2019 Best-in-Class Innovator: Wallace Graphics Embodies 'Convergence' to Push its Boundaries
Innovators don’t come to their plants in the morning saying to themselves, “Today, I’m going to innovate.” That’s not what innovation is about. It’s more a reflex than a behavior — a continuous state of mind that leads both deliberately and serendipitously to transformative results.
The printing industry’s innovators are energetic, inquisitive, and intrepid people who don’t wait for things to happen. Sometimes they strategize outcomes. At other times, facing threat or opportunity, they instinctively choose the right course of action. Either way, these relentless innovators always manage to achieve something that lifts their companies to new levels of capability, performance, and profitability.
The accounts of 12 businesses that exemplify innovation in the printing industry came together in the October issue of Printing Impressions. All of the profiles, one of which appears below, are based on interviews with the sources and on their responses to questionnaires filled out in support of their applications to be selected as Printing Impressions’ “Innovator of the Year” for 2019.
“Convergence” is the term for the expansion of printing companies into adjacent markets with the help of new technologies. It’s also another way to say “innovation” when a printing company learns to leverage its new capabilities to the same extent as it has pushed its traditional strengths. Case in point: Wallace Graphics.
The company is a commercial lithographer with offset production so efficient that it can beat digital printing on turnaround and cost in short runs. Wallace Graphics also is a creative provider of wide-format output, one of the most sought-after convergence opportunities by commercial shops.
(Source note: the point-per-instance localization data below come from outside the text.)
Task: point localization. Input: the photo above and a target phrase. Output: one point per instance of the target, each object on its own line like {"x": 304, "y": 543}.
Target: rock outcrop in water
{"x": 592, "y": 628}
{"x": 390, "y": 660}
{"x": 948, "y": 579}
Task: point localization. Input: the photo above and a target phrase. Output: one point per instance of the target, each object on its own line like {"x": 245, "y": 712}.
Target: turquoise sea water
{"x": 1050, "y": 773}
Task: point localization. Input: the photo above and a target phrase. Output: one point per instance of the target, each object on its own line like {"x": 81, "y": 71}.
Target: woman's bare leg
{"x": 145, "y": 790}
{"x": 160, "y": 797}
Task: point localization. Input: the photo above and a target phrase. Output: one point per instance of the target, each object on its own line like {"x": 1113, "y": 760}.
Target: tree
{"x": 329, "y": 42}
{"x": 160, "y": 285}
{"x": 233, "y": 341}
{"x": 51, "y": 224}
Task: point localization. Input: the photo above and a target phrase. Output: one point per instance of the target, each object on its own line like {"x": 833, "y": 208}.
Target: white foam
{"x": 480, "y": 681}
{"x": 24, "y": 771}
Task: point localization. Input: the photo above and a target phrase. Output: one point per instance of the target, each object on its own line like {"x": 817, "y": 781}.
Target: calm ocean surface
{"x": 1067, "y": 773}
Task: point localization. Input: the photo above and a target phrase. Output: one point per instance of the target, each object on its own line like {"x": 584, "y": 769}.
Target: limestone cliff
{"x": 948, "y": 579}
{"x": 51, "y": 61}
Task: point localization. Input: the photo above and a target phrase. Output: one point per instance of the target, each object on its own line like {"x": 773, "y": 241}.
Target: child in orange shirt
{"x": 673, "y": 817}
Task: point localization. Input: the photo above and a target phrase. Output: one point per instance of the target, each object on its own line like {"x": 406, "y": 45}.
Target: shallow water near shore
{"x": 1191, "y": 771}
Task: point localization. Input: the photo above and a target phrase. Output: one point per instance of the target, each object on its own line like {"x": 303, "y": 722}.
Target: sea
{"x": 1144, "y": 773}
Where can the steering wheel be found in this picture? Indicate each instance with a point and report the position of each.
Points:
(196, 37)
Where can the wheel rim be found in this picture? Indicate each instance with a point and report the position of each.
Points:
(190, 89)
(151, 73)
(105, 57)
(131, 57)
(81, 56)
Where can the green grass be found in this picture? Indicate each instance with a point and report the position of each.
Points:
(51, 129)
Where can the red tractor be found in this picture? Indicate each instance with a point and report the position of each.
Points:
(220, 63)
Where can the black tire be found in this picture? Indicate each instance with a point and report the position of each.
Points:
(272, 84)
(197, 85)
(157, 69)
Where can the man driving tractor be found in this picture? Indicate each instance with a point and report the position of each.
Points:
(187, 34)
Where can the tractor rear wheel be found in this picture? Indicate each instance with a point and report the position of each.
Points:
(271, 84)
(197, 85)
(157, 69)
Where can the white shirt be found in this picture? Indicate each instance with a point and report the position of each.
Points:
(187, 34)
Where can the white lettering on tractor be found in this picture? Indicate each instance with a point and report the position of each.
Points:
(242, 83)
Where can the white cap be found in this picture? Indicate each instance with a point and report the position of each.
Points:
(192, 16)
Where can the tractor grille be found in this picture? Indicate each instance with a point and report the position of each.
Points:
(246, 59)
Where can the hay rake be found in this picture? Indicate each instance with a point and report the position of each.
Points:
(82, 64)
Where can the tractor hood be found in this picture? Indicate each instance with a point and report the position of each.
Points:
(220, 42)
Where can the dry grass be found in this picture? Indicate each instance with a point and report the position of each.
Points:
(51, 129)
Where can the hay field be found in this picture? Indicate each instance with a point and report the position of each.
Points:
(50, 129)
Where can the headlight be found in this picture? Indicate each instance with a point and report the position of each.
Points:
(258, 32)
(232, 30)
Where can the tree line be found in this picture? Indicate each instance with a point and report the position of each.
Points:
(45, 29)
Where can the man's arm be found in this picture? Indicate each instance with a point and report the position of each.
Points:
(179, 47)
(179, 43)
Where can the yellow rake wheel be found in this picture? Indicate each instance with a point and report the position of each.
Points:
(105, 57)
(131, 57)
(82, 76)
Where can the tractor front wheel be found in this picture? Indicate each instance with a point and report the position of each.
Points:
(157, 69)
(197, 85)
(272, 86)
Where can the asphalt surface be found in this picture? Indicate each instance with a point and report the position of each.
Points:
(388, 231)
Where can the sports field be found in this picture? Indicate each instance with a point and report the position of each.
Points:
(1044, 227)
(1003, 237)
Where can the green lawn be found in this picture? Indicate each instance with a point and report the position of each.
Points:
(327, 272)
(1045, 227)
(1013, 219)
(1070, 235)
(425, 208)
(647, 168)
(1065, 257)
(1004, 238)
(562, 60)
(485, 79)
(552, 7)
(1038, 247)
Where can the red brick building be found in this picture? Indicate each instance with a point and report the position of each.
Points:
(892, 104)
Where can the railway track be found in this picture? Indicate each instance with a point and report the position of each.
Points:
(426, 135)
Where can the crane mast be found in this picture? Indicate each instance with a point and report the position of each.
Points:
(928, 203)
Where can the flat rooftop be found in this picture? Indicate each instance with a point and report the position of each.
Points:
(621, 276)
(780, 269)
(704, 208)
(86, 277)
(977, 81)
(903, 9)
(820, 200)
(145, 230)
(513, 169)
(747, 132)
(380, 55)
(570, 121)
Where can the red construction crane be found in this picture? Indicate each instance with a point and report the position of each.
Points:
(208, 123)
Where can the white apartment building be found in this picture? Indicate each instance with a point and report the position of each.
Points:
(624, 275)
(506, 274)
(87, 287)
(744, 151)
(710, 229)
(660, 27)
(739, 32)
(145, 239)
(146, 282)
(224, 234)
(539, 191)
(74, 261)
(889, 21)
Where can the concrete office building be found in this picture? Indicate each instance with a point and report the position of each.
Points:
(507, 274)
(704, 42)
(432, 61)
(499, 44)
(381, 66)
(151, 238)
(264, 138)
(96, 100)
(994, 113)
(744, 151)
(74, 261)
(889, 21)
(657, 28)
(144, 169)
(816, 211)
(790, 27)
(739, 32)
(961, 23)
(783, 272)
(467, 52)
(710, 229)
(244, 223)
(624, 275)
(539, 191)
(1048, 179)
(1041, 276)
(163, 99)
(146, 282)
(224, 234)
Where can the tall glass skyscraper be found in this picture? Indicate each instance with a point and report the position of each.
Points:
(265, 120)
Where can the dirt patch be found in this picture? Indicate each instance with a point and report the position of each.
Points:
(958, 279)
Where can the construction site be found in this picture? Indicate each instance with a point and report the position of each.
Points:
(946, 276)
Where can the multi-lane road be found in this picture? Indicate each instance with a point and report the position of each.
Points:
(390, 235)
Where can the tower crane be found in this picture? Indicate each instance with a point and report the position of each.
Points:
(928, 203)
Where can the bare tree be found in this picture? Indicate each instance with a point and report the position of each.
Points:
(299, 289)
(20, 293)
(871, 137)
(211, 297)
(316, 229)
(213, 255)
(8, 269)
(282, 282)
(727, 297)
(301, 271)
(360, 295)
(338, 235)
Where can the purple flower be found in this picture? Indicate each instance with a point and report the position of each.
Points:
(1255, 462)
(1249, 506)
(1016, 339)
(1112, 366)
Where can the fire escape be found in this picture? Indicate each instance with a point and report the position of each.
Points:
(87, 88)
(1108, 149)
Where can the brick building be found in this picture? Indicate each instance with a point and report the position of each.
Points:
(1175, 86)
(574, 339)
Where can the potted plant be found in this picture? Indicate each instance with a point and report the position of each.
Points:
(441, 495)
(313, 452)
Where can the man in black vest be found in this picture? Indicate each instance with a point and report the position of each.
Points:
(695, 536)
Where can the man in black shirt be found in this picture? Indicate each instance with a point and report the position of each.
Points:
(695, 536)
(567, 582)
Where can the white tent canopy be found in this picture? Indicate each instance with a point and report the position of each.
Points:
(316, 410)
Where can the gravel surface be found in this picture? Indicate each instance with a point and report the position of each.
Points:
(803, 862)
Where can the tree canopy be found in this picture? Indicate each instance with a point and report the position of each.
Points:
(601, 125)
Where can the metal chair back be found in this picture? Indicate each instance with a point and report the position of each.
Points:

Jonathan Wallace, president, says the company’s edge in offset comes from a recently installed Heidelberg Speedmaster CX-102-5-L, a five-color, coater-equipped press featuring Heidelberg’s “Push to Stop” technology for automated job changeover. Although his production manager may have been a bit nervous about replacing two older 40˝ presses with the new machine, there was no need for concern. The Speedmaster CX 102, Wallace says, turned out to be “everything we thought it would be, and more.”
This became crystal clear in a job calling for a variety of eight- to 24-page booklets to be printed in batches of 400 booklets per version — an extreme challenge in short-run efficiency for a high-volume press like the Speedmaster CX 102. But the results spoke for themselves: plating and printing in less than half the estimated time to run the job digitally; and combined plate and paper costs are lower than the cost of clicks and paper in digital. “This allowed us to give the customer a better quality piece with a shorter turnaround time, while cutting costs on our end,” Wallace says.
Although offset continues to provide most of the revenue, Wallace says he foresees strong growth in wide-format: a market the company has equipped itself for by installing EFI VUTEk LX3, HP Latex 3000, and Epson SureColor P20000 printers. In progress is the creation of a website that will let consumers buy wall coverings, canvas and acrylic prints, and other wide-format specialties directly from Wallace Graphics.
The company put its skills in wide-format on full display in an effort to devise a more cost-friendly alternative to 24x24˝ stretched canvas prints that one customer wanted to install by the thousands in its various locations. The answer was printing canvas-faced foam board multiple-up on the VUTEk LX3, and then using the shop’s Zünd G3 XL cutter to finish the prints in a way that both replicated the depth of stretched canvas, and made the pieces easier to ship and assemble.
“Creating this solution won us the business,” Wallace says, noting that the new format saved the customer 40% in production costs, three weeks in turnaround time, and a considerable amount of money in shipping. The ingenuity of the project speaks to his belief that innovation means rethinking technology and “continuing to evolve a little faster than the market is changing.”